Iniziato negli anni Ottanta, il percorso artistico di Pujia si dispiega con tappe di intrecciati interessi per generi contigui, che gli hanno sempre fatto mantenere un garbato equilibrio fra radicalità del minimalismo linguistico ed efficacia degli effetti percettivi.
Precisa Tonino Sicoli sulla ricerca di Antonio Pujia Veneziano, artista che ha fatto del segno e del gesto i suoi compagni di strada, che lo hanno condotto alla Purezza dei segni, sua recente personale al Museo dell’Arte dell’Otto e del Novecento (MAON) di Rende (Cosenza), a cura dello stesso Sicoli e di Andrea Romoli Barberini. Il segno di Pujia è iconico, indicale; è l’elemento basilare di un codice linguistico non-verbale personale che, unitamente all’equilibrio del gesto, si lascia decodificare dall’occhio attento del pubblico più sensibile.

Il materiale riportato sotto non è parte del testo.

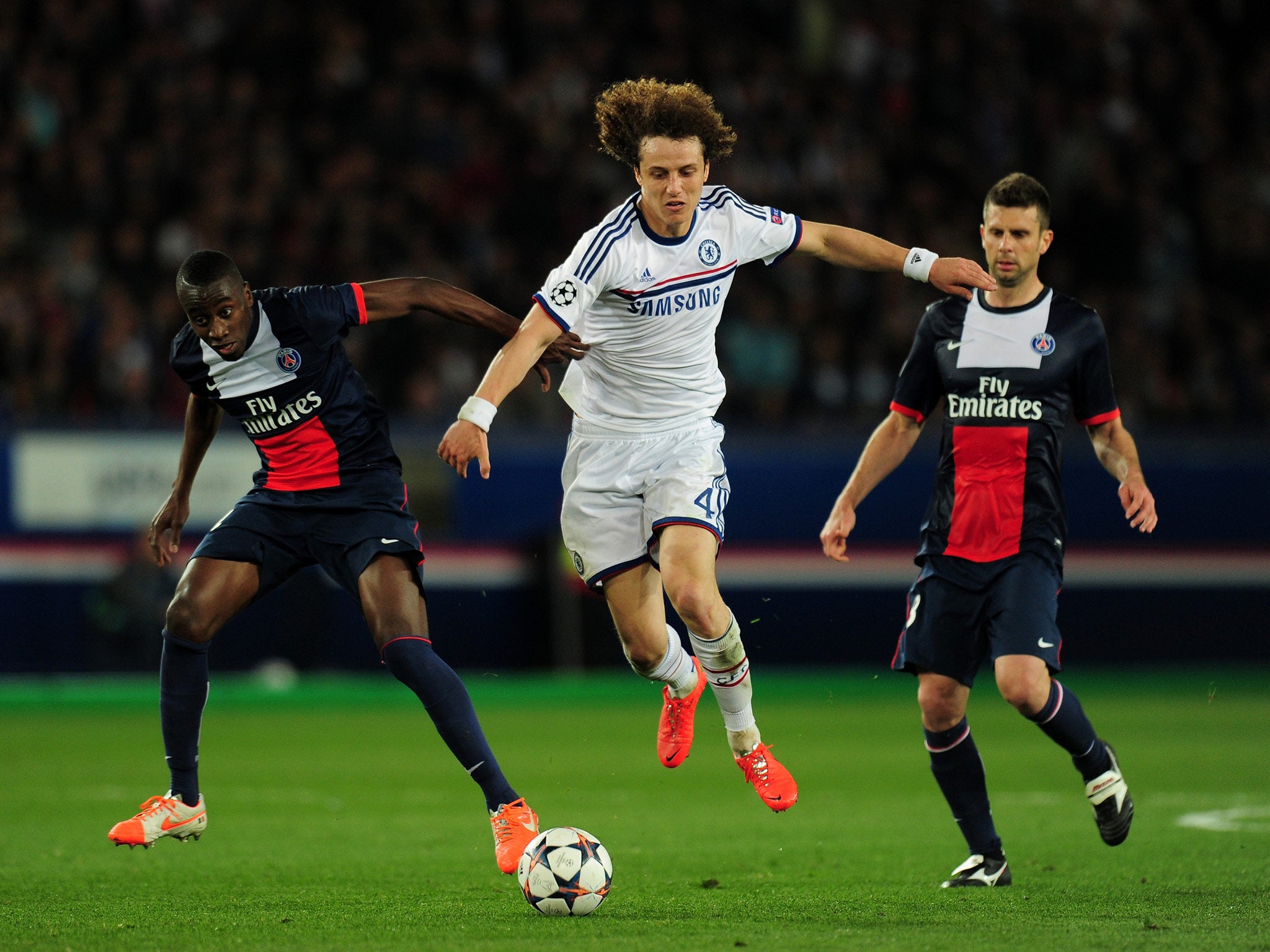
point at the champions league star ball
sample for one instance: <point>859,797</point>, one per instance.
<point>566,871</point>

Ogni suo lavoro è un sistema complesso che vive dell’unità di significato e significante, che rivela – se indagato correttamente – l’interiorità dell’artista. E d’altronde – scrive Maurice Merleau-Ponty in Senso e non senso – nell’opera d’arte o nella teoria come nella cosa sensibile, il senso è inseparabile dal segno, volendo affermare che la sola espressione verbale, senza il segno, appare incompiuta. E così con i segni puri di Pujia è possibile comprendere cosa sia il pensiero, quale espressione dell’intimità e facoltà dell’essenza, al contempo si può accogliere la razionalità che comunica al di fuori di sé.